EAD-YOLO: A Robust Human Pose Recognition Method for China UAVs

In recent years, the application of China UAV systems for public safety and surveillance has become increasingly vital. The ability to accurately recognize human poses from aerial viewpoints is crucial for real-time monitoring in crowded environments such as squares and parks. However, challenges such as variations in flight altitude, occlusions, and changing illumination conditions often lead to missed or false detections of keypoints. To address these issues, we propose an enhanced human keypoint detection model based on improved YOLOv8n-Pose, named EAD-YOLO, specifically designed for China UAV platforms.

Our proposed model integrates three key improvements. First, we fuse an efficient layer aggregation network (ELAN) into the SPPF module to enhance multi-scale feature extraction capability, allowing the network to better handle scale variations caused by different flight heights typical in China UAV operations. Second, we introduce a weighted channel segmentation and transformation module (ALSS) to improve recognition of occluded keypoints, which is a common problem in dense pedestrian scenes. Third, we employ a lightweight dynamic upsampler called Dysample to reduce background noise while maintaining low computational cost. Extensive experiments demonstrate that our model achieves 3.59 million parameters and 9.3 GFLOPS, with a mAP@50 improvement of 3.02% over the baseline, meeting the real-time requirements for China UAV-based pedestrian keypoint detection.
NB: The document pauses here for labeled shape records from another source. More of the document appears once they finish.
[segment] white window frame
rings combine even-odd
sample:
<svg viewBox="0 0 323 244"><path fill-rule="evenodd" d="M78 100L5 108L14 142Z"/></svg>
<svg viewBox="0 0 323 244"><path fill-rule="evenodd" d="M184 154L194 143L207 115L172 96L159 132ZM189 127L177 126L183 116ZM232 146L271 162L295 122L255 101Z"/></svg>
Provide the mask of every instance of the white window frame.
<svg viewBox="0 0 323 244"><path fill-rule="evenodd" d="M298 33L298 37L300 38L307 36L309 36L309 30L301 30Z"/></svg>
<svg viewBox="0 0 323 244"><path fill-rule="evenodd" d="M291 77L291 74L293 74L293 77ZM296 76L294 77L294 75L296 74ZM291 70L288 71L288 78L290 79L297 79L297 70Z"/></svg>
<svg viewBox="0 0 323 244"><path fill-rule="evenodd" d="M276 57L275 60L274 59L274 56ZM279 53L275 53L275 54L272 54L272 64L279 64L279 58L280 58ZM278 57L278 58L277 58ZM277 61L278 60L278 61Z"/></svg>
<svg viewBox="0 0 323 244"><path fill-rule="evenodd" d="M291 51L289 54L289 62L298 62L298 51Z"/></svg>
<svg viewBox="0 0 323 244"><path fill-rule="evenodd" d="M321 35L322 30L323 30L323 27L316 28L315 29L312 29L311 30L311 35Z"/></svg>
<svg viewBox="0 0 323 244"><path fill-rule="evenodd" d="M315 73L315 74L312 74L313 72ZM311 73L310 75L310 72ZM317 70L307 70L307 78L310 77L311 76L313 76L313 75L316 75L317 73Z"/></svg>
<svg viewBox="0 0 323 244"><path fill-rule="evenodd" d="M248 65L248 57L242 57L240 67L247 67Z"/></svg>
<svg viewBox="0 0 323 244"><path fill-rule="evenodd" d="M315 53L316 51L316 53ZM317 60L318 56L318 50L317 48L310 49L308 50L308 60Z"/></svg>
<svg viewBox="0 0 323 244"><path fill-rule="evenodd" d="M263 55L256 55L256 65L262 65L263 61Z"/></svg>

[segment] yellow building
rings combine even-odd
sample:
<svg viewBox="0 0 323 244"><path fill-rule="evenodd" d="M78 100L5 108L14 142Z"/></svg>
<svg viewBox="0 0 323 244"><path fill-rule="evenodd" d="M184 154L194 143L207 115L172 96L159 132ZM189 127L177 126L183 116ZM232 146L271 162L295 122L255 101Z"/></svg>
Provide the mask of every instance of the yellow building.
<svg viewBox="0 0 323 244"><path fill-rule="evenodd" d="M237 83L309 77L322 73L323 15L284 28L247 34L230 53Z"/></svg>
The rest of this paper is organized as follows. Section I introduces the background and motivation. Section II details the improved architecture. Section III presents the experimental protocol and ablation study. Section IV provides results and analysis. Section V concludes the paper.

I. Introduction

Population-dense public areas such as squares often witness dangerous events like pedestrian falls. The flexibility and wide field of view of China UAV systems offer significant advantages over traditional fixed surveillance cameras for such scenarios. However, the varying flight altitudes—commonly between 10 to 18 meters in our study—pose significant challenges for keypoint detection. Existing methods, such as AlphaPose combined with LightGBM, have shown effectiveness in low-quality images, but they often struggle with the unique characteristics of aerial imagery, including scale changes, occlusion, and dynamic background motion.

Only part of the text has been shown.